The award recognizes conservation achievements by groups of diverse partners, including federal, state, local and tribal governments, non-government organizations, and individuals. The Kohlers, through their Sheboygan, Wis., company, Windway Capital Corp., have donated time, equipment and funds that have been among the keys to the success of the Whooping Crane Eastern Partnership, an international coalition of public and private groups that is reintroducing this highly imperiled species in eastern North America.
The Interior Department’s U.S. Fish and Wildlife Service and U.S. Geological Survey are among the nine founding members of this partnership.
“ Terry and Mary Kohler and their flight team at Windway Capital Corp. have truly helped to make wildlife history with their generous support of the Whooping Crane Eastern Partnership,” said Robyn Thorson, the Fish and Wildlife Service’s Midwest Regional Director. “Their dedication is a testament to the human spirit. Terry and Mary’s generous support and encouragement has helped to restore an important part of our nation’s wildlife heritage that might otherwise have been lost.”
For nearly two decades, the Kohlers have made significant contributions to migratory bird conservation in the United States and abroad. From 1987 to 1996, they made annual flights to Canada’s Wood Buffalo National Park to bring back the eggs that have served as the foundation for the reintroduced eastern migratory whooping crane population, which migrates between Necedah National Wildlife Refuge in central Wisconsin and Chassahowitzka National Wildlife Refuge on the Gulf coast of Florida.
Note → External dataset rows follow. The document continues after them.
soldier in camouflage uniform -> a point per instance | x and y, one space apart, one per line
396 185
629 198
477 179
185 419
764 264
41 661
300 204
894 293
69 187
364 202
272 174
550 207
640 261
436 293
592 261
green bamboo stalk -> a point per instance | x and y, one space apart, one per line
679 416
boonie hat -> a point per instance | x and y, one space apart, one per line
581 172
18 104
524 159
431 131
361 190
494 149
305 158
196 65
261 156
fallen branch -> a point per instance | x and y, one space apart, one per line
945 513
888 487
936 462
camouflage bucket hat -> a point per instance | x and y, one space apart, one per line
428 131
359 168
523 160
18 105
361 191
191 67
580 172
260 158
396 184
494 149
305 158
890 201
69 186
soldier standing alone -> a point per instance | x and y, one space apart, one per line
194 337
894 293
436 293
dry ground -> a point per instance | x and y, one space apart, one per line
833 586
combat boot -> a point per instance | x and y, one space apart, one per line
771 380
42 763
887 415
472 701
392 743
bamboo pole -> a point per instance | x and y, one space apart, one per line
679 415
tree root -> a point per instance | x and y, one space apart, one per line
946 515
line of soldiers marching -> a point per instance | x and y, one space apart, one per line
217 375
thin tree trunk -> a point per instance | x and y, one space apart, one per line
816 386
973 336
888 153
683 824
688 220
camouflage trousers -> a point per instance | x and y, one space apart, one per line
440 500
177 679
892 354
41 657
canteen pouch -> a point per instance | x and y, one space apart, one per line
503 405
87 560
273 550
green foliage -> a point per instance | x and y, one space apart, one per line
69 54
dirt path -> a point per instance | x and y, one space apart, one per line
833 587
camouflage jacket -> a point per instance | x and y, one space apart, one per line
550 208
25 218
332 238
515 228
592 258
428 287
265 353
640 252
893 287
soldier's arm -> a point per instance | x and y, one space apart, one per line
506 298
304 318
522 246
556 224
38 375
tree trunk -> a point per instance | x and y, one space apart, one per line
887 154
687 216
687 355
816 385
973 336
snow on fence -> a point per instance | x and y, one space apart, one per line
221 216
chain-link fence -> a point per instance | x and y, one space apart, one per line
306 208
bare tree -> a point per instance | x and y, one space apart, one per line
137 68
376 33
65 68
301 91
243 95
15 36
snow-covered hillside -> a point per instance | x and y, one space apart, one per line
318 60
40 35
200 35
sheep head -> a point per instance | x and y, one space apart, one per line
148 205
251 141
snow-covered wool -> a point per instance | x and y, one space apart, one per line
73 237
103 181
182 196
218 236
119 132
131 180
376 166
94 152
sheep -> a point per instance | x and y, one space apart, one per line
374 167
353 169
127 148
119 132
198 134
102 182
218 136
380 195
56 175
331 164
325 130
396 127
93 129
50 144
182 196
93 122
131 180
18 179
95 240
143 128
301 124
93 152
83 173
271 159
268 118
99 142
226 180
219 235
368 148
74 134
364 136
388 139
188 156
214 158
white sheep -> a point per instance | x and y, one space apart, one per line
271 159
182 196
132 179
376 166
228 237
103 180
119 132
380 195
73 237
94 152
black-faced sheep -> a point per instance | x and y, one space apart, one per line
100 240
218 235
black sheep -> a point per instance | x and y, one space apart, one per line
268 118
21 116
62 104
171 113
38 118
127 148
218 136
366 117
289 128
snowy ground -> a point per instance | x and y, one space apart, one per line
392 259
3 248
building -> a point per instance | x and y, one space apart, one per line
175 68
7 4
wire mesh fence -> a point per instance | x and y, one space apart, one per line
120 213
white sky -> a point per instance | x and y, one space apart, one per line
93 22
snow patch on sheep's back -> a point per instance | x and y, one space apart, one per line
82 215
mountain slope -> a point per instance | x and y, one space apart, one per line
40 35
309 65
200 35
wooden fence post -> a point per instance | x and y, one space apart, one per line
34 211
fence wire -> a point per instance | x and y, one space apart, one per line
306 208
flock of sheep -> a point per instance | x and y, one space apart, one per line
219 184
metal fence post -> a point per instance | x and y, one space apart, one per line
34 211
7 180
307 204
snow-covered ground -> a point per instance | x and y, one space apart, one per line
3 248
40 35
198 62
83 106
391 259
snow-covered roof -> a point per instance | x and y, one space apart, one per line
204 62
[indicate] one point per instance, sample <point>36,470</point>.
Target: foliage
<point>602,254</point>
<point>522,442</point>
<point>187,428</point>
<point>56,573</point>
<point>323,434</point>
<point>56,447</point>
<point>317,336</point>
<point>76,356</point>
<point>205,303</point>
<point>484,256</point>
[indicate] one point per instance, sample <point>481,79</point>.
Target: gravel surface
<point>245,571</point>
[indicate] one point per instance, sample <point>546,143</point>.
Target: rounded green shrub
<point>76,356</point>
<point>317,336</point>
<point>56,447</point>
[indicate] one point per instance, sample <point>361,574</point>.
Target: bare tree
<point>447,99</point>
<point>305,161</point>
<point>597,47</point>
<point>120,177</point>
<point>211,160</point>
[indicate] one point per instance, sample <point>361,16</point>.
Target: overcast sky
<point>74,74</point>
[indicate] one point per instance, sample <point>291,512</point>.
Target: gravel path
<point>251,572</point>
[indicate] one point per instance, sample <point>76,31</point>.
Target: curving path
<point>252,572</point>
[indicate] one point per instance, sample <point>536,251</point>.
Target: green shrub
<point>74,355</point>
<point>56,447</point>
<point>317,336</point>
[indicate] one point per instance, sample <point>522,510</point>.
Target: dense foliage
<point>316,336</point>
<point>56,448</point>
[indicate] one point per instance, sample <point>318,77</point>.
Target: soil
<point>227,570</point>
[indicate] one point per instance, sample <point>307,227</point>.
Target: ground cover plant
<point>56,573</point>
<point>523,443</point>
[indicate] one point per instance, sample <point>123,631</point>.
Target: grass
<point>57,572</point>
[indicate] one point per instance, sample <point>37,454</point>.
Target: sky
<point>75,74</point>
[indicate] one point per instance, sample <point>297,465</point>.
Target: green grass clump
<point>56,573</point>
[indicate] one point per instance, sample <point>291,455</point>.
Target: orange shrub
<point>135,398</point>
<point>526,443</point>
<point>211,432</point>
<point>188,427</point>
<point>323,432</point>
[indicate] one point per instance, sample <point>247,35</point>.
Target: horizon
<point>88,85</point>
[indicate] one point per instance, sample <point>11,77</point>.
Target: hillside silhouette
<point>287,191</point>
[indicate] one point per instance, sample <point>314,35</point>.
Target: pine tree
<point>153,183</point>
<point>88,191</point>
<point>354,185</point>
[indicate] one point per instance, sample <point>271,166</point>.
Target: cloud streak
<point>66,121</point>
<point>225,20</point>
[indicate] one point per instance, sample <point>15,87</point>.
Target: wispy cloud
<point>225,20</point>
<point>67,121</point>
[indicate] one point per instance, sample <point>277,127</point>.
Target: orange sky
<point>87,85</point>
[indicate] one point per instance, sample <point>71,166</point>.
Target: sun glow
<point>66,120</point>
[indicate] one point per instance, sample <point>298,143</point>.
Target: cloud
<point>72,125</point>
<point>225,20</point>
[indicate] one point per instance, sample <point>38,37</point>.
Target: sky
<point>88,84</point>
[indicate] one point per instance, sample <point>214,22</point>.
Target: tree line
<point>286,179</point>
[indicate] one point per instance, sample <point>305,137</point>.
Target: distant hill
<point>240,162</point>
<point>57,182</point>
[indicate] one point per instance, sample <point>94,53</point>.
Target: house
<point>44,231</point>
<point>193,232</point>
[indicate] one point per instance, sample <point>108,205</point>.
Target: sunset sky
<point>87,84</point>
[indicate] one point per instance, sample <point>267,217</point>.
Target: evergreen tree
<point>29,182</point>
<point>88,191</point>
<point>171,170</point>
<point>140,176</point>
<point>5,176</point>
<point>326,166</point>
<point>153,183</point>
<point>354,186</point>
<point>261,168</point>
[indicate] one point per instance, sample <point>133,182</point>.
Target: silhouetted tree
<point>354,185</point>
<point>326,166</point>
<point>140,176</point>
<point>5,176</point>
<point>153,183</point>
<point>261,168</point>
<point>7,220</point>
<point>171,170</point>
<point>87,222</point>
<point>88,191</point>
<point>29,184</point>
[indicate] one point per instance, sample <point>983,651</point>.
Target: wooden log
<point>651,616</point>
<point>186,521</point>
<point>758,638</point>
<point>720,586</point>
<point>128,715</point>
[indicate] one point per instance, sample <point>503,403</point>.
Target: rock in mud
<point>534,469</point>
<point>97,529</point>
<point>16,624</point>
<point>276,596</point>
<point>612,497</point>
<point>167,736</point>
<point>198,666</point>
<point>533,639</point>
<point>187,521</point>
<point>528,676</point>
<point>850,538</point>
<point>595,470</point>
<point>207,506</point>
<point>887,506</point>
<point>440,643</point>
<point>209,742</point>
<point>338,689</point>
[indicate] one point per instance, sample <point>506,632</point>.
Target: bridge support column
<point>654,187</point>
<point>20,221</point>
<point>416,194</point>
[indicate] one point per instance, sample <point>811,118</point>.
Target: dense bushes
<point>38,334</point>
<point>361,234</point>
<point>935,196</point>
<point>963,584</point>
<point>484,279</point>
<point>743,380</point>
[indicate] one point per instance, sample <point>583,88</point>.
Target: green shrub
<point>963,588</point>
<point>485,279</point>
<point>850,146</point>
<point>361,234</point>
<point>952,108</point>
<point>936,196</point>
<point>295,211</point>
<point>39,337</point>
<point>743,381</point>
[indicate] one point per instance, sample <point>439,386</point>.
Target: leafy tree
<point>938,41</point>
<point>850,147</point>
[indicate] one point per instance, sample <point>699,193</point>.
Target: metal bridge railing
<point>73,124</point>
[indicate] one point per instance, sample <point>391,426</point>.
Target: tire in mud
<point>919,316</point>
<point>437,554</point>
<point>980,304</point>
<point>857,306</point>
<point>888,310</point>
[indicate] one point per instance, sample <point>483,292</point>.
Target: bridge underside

Windway aircraft and pilots have also flown countless missions to identify crane roosting and nesting sites, locate and track migrating birds, and transfer eggs and chicks to propagation facilities, including the U.S. Geological Survey’s Patuxent Wildlife Research Center.
The Kohlers have also provided substantial funding to the whooping crane reintroduction effort in the form of matching grants, and they donated ultralight aircraft for the project and purchased a hangar for them. As a result of the Whooping Crane Eastern Partnership’s—and Terry and Mary Kohler’s—efforts, there are 57 migrating whooping cranes in eastern North America, where just six years ago there were none.
The Kohlers have also made important contributions to international crane conservation, making a record-breaking around-the-world flight to deliver Siberian crane eggs from Wisconsin to Russia. The Siberian crane is one of the world’s most endangered birds and a priority species for international conservation.
Among their other contributions to bird conservation in the United States, the Kohlers personally made ten flights to transport imperiled trumpeter swan eggs from Alaska to a captive breeding program at the Milwaukee Zoo. With the Kohlers’ help, the Wisconsin Department of Natural Resources has successfully reintroduced wild trumpeter swans in that state.
The U.S. Fish and Wildlife Service is the principal Federal agency responsible for conserving, protecting and enhancing fish, wildlife and plants and their habitats for the continuing benefit of the American people. The Service manages the 96-million-acre National Wildlife Refuge System, which encompasses 545 national wildlife refuges, thousands of small wetlands and other special management areas. It also operates 69 national fish hatcheries, 64 fishery resources offices and 81 ecological services field stations. The agency enforces federal wildlife laws, administers the Endangered Species Act, manages migratory bird populations, restores nationally significant fisheries, conserves and restores wildlife habitat such as wetlands, and helps foreign and Native American tribal governments with their conservation efforts. It also oversees the Federal Assistance program, which distributes hundreds of millions of dollars in excise taxes on fishing and hunting equipment to state fish and wildlife agencies.